BUREDI has employed Malcolm Fraser to build 65 flats and 16 work/live units, adjacent to Madelvic 8. BUREDI is a joint venture company established by the EDI and The Burrell Company, of which Andrew Burrell is director. Similarly, Waterfront Edinburgh is a joint venture company established in March 2000 by the City of Edinburgh Council and Scottish Enterprise Edinburgh and Lothian. Hitherto, they have acted as developers in the area.

Burrell however, attacked the council for not showing the way. “If they are going to insist on top quality architecture which complies with their master plan, it is a strange root to take, going in-house. They should be encouraging the builders to match the standards that have already been set. If they are going to lower the standard, they make their own job and the planner’s job more difficult. You can’t turn round to Persimmon and say, your standards need to be much higher. All they will do is point to the work of the vendor, who has already unilaterally lowered them,” said Burrell.

At the Scottish Design Show, held on 6 and 7 October, Trevor Davies, the convener of Edinburgh City Council’s Planning And Development Quality Sub-Committee, said that trying to secure quality development on the Waterfront while working with the builders of mass housing was “very hard”. “We are trying to have a kind of thoughtfulness. We have to work with the Barratt and the Persimmon and the Wimpeys to deliver that vision and that makes it very hard,” he said.

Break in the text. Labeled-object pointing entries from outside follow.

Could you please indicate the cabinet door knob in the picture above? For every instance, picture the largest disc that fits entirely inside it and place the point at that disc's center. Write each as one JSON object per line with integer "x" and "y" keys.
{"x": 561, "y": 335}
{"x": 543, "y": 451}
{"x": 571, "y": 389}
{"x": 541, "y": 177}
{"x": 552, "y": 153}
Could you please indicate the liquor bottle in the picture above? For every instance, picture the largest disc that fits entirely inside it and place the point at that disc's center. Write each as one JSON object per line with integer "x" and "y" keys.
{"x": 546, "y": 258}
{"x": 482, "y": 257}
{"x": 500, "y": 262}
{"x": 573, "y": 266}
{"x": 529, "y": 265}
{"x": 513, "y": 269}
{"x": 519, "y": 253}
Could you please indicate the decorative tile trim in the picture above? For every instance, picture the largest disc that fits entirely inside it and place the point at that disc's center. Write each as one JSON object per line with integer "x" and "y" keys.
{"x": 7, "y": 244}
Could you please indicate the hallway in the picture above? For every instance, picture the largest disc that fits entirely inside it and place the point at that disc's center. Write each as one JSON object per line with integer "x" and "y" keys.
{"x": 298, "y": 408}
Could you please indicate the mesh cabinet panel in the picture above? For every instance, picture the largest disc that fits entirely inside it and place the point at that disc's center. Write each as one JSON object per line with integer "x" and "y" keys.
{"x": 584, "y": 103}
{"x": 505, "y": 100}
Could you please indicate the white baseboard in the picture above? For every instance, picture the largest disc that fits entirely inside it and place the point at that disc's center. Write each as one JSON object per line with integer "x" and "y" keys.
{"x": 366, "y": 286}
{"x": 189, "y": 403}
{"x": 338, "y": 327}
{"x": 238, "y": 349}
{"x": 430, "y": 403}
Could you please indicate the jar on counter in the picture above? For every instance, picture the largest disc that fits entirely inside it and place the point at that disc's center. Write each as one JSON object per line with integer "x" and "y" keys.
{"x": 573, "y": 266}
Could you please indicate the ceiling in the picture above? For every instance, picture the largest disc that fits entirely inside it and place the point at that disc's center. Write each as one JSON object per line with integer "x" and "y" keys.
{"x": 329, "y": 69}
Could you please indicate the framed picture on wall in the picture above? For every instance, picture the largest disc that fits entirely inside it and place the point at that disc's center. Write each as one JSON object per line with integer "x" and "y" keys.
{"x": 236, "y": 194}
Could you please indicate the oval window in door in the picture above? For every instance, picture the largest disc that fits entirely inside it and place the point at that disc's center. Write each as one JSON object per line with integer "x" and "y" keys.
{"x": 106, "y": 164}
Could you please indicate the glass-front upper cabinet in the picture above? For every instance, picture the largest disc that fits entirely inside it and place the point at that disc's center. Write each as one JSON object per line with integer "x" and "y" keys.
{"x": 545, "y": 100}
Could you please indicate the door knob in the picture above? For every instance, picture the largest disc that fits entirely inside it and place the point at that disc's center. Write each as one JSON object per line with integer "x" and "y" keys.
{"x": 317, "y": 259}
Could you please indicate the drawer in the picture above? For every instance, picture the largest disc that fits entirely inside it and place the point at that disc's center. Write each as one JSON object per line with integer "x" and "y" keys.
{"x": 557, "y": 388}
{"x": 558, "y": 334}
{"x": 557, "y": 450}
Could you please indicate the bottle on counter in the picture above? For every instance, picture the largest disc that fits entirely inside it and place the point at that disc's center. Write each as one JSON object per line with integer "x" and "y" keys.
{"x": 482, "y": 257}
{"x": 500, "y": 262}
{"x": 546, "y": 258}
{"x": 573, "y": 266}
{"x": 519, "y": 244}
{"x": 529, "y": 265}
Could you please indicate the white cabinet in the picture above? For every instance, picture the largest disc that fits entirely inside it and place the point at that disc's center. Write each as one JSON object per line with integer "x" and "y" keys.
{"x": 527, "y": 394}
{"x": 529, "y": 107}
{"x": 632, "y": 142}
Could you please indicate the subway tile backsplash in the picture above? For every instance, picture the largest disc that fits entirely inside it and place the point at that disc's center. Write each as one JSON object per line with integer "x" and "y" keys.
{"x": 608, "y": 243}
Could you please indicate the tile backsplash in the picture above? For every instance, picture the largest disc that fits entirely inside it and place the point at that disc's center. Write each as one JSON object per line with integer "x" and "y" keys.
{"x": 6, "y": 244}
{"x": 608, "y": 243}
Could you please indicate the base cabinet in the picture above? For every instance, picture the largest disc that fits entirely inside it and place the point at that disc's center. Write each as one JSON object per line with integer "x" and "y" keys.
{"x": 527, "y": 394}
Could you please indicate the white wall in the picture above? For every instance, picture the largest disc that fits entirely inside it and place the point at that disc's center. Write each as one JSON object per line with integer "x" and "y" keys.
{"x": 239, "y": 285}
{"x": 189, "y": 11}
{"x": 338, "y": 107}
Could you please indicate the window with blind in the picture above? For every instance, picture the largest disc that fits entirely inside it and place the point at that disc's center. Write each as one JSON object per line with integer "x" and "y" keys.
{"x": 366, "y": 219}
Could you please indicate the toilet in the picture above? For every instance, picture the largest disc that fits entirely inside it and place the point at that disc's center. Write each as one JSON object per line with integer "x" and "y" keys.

Davies declined to comment on individual applications, but insisted that they had no defined system for ensuring quality. “We’re not looking for iconic architecture all the time; sometimes we need just plain and straightforward. I don’t care where that comes from, whether things are in-house or whether they are sourced from talented architects. It’s the product in front of us. We will accept or reject bad product wherever it comes from. If designs forget issues of place, then we get bad buildings and I would suggest that big house builders do it more than smaller ones. Not always, but generally. However, we need thoughtfulness, and I don’t care where that comes from,” he said. Burrell insisted that the scheme from Waterfront Edinburgh was the worst he had seen in the area. “Design is value. Is that a joke?” said Burrell, referring to an Edinburgh City Council advertisement.

“We’ve come to expect this kind of thing from Andrew Burrell. We won’t be making any further comment,” said Mette Friis, marketing manager of Waterfront Edinburgh.